Table of Contents
Torts against persons – Law of Torts
1. Introduction:
- Tort wrongs refer to as the civil wrongs that occur in the society apart from breach of contract and breach of trust. There are various types of torts, but the torts against persons is called trespass to a person.
- The principle of trespass was that any direct invasion of a protected interest from a positive act actionable subject to justification. If the invasion was indirect, although foreseeable or if the invasion was from an omission as distinguished from a positive act, there might be no liability in trespass through the wrong-doer may need been liable in another sort of action.
- There are two important rules of trespass: (1) it is not for the defendant to plead and prove justification and not for the plaintiff to show that the defendant’s conduct was unreasonable; and (2) damage is not an essential element and need not be proved by the plaintiff.
- The trespass is mainly of three forms, which are assault, battery, and false imprisonment. The importance of trespass lies in that it can be used for protection of one’s liberty and vindication of constitutional rights. “Trespass trips up the zealous bureaucrat, the eager policeman and therefore the officious citizen.”
2. Torts against Persons:
(i) Assault:
- An assault is an attempt or a threat to do a corporeal hurt to another, coupled with an apparent present ability and intention to do the act.

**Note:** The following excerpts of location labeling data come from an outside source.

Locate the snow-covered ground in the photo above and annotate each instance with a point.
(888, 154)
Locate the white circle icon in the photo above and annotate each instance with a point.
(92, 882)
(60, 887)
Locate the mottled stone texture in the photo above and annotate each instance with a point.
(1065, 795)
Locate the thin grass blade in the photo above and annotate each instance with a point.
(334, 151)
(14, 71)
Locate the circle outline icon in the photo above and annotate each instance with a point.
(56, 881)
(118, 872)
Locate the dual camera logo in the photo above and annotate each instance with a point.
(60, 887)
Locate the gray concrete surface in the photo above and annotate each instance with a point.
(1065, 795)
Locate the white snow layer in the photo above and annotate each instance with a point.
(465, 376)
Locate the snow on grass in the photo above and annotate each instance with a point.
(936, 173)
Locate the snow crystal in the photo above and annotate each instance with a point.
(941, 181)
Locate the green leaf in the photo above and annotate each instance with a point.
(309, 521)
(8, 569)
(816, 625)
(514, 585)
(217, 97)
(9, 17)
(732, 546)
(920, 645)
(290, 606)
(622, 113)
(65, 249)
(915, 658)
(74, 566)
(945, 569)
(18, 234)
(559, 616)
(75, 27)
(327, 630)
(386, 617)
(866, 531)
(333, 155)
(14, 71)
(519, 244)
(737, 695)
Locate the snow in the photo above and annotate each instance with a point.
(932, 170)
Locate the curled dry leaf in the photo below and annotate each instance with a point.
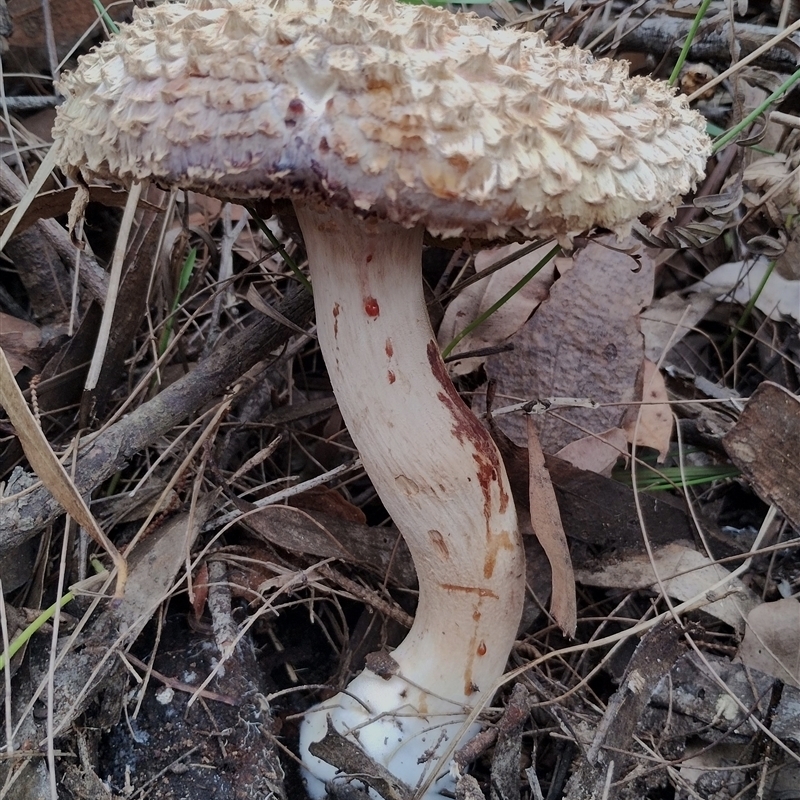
(763, 444)
(651, 425)
(772, 640)
(546, 523)
(685, 574)
(584, 341)
(479, 297)
(598, 452)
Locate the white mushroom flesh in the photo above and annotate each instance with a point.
(441, 478)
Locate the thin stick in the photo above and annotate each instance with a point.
(113, 287)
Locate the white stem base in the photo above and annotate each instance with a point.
(441, 478)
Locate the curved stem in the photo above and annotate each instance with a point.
(434, 466)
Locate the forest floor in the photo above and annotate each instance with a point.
(661, 374)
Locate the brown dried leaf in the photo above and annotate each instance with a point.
(597, 453)
(764, 445)
(49, 469)
(651, 426)
(18, 338)
(329, 501)
(684, 573)
(47, 205)
(584, 341)
(772, 640)
(740, 281)
(546, 523)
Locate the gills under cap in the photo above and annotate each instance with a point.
(408, 113)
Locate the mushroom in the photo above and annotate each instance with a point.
(378, 122)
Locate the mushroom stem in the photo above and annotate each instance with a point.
(441, 478)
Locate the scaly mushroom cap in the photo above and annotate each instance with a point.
(410, 113)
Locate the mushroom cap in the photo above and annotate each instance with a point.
(410, 113)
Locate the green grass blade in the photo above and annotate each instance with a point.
(183, 282)
(101, 10)
(687, 45)
(726, 138)
(551, 254)
(287, 259)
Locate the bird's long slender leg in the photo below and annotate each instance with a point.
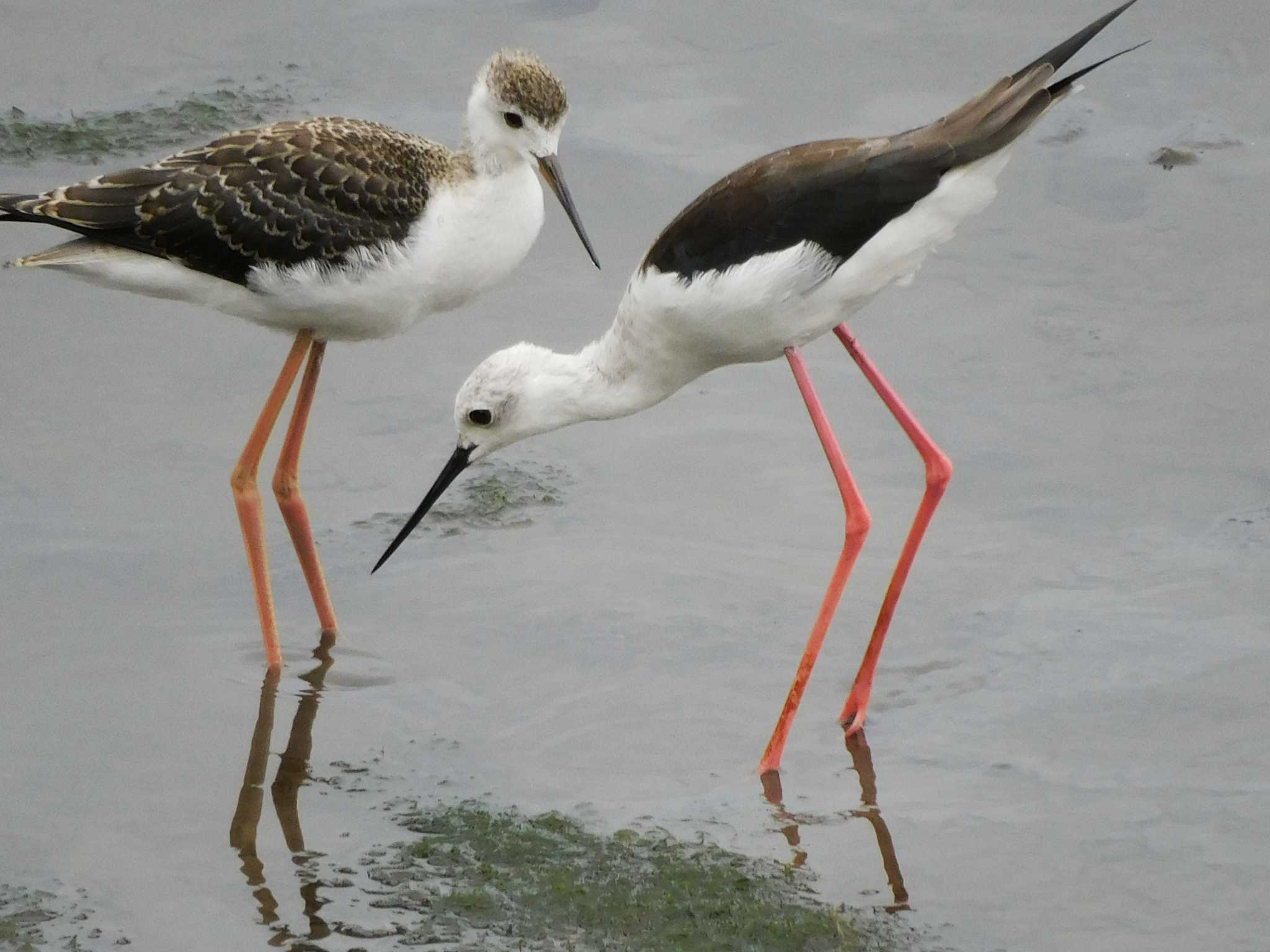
(247, 496)
(286, 488)
(856, 530)
(939, 471)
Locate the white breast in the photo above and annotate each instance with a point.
(469, 239)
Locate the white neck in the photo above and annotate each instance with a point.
(482, 138)
(607, 379)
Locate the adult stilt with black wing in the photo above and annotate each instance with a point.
(776, 254)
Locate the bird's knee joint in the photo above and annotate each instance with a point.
(858, 526)
(286, 485)
(939, 471)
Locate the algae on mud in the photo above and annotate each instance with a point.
(498, 880)
(494, 498)
(94, 135)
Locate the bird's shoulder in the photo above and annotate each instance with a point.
(286, 193)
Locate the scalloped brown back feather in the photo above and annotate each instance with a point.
(287, 193)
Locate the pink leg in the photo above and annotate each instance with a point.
(939, 471)
(858, 527)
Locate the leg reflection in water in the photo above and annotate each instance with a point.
(293, 774)
(861, 762)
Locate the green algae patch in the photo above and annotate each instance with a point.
(33, 919)
(495, 495)
(93, 136)
(499, 880)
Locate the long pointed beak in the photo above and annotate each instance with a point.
(454, 466)
(550, 168)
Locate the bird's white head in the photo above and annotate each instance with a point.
(517, 392)
(516, 113)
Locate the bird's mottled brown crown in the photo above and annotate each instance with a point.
(523, 82)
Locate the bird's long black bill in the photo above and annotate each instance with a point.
(454, 466)
(550, 168)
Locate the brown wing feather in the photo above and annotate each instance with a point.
(286, 193)
(840, 193)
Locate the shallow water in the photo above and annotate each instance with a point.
(1068, 725)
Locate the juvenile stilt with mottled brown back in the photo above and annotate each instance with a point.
(327, 229)
(776, 254)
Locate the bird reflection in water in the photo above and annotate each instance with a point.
(861, 762)
(285, 791)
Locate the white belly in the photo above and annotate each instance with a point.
(469, 239)
(753, 311)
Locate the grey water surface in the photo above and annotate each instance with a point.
(1070, 724)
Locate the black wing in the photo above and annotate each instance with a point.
(286, 193)
(840, 193)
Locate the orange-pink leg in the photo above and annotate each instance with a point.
(856, 530)
(939, 471)
(286, 488)
(247, 496)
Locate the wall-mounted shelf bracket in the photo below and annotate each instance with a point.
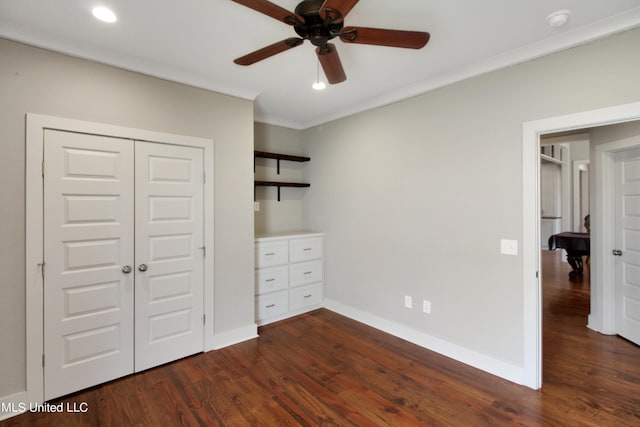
(277, 157)
(278, 185)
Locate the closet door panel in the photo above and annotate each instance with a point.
(88, 226)
(169, 256)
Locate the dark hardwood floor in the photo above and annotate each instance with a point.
(324, 369)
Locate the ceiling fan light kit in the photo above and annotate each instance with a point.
(320, 21)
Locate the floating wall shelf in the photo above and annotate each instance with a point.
(278, 157)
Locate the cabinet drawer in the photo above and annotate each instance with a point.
(271, 305)
(305, 249)
(305, 296)
(272, 279)
(271, 253)
(305, 273)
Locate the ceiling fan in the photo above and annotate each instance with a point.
(320, 21)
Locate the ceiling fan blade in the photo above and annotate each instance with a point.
(381, 37)
(272, 10)
(342, 6)
(268, 51)
(331, 64)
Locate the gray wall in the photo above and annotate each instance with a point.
(39, 81)
(420, 193)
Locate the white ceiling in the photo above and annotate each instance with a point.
(195, 42)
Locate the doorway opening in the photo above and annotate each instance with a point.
(600, 316)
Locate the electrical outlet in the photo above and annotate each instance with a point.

- Actual contact isn’t necessary in an assault, though it’s during a battery. But it’s not every threat, when there’s no actual personal violence that constitutes an assault; there must, altogether cases, be the means of carrying the threat into effect.
- “ Any gesture calculated to excite within the party threatened an inexpensive apprehension that the party threatening intends immediately to supply violence, or, within the language of the Indian Penal Code is ‘about to use criminal force’ to the person threatened, constitute, if including a gift ability to hold such intention in execution, an assault in law.
- The intention as well as the act makes an assault.
- Therefore, if one strikes another upon the hand, or arm, or breast in discourse, it is no assault, there being no intention to assault; but if one, intending to assault, strikes at another and misses him, this is often an assault; so if he holds up his hand against another during a threatening manner, and says nothing, it is an assault.
(ii) Battery:
- A battery is the intentional and direct application of any physical force to the person of another. It is actual striking of another person, or touching him in a rude, angry, revengeful, or insolent manner.
- A battery includes an assault which is briefly stated is an overt act evidencing an instantaneous intention to commit A battery . It is mainly distinguishable from an assault within the incontrovertible fact that physical contact is important to accomplish it. It cannot mean merely an injury inflicted by an instrument held within the hand, but it includes all cases where a celebration is struck by any missile thrown by another.
- It doesn’t matter whether the force is applied on to physical body itself or anything coming in touch with it. In order to establish the tort of battery, the plaintiff must however prove that force used was without lawful justification. Thus, to throw water at an individual is an assault, if any drops strike him, it’s A battery .
- So too, of riding a horse at a person is an assault; riding it against him is battery. Pulling away a chair as a practical joke, from one who is about to sit on it is probably an assault until he reaches the floor, for a while falling he reasonably expects that the withdrawal of the chair will end in harm to him. When he comes in touch with the ground , it’s battery.
- The term assault is commonly used to include battery. But every laying on of the hands is not a battery. The party’s intention must be considered. Touching a person, for instance so as merely to call his attention, is not battery.
- Mayhem- is another most serious form of battery.
(iii) False imprisonment:
False imprisonment may be a total restraint of the freedom of an individual , for, however, short time, without a lawful excuse. The word “false” means wrong or erroneous. It is a tort of strict liability and therefore the plaintiff has to not prove fault on the a part of the defendant. To constitute this wrong two things are necessary:
(1) The total restraint of the liberty of the person: The detention of the person may be either actual or physical and constructive, i.e., by mere show of authority.
(2) The detention must be unlawful. The period that the detention continues is immaterial. But it must not be lawful. If one compels another to stay in a given place against his will, he imprisons that other just as much as if he locked him up in a room; compelling a person to travel during a given direction against his will may amount to imprisonment; but if one man merely obstructs the passage of another during a particular direction, whether by a threat of private violence or otherwise, leaving him at the freedom to imprison him. Imprisonment may be a total restraint of the freedom of the person, for however short a time, and not a partial obstruction of his will whatever inconvenience it’s going to bring to him.
A person may be liable for false imprisonment not only when he directly arrests or detains plaintiff, but also when he was “active in promoting or causing” the arrest or the detention. Apart from the cases where the liability can be fastened vicariously when the wrong is committed by a servant or agent, liability can also arise when arrest or detention is procured through the instrumentality of some officer.